Sorry, I switched topic in th middle. I m talking about Gaussian blur as a great data aug when you try to do inference on mobile image input.
Ah, unfortunately I’m not doing any data augmentation yet. I have plenty of blurry data from my actual captures so it probably won’t be something I try in the near term.
I created a skin lesion classifier from the ISIC Skin Lesion Challenge data set. I can’t say it’s state of the art but I did get 94% accuracy on a 2,000 image holdout set. I’m really proud of it and how easy it was to get such great results so quickly. I’ll probably come back to this in time to try and improve upon it but I wanted to release it and see if anyone wanted to check it out and give any kind of feedback!
The notebook can be found here: https://github.com/DKilkenny/ISIC-2018-Skin-Lesion-Classification
I have classified the oxford based dataset this time for flower and got less accuracy, I believe my images were blur and data was not prepared correctly.

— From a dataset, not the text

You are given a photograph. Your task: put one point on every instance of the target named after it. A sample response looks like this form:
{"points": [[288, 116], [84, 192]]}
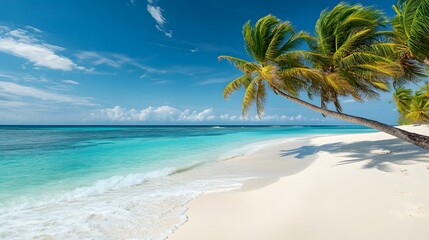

Any thoughts and feedback is recommend.
had a look at your notebook. you could probably get better results by :
- experimenting with the arguments to get-transform (why are you setting filip off ?)
- let the training run for more epochs
After lesson 4, I was really keen to try building my own NLP / tabular / collaborative model.
As luck would have it, I got an email from Kaggle today announcing a new competition with tabular data. The competition requires you to use tabular data to predict whether Santander bank customers will buy products in the future. This sounded quite similar to the tabular example from the lecture, so it seemed like a good problem to try out.
- I built a tabular model, which had ~91.6% accuracy on my validation set (training with 4 epochs at a max learning rate of 5e-3)
- One challenge I ran into was that Kaggle scores this competition with an AUC-ROC metric (AUC = area Under Curve, ROC = Receiver Operating Characteristics). I tried to add this metric myself, and did a bit of Googling to try to find usable code, but wasn’t able to get it to work
- I submitted my model to Kaggle with a score of 0.862, which got me to position 678/1067 on the leaderboard. I might come back to this model in the future after I learn some more optimization techniques (e.g. I don’t know exactly what the ‘layers’ input does when you create a TabularLearner, so I just put in the same [200,100] value from the lecture)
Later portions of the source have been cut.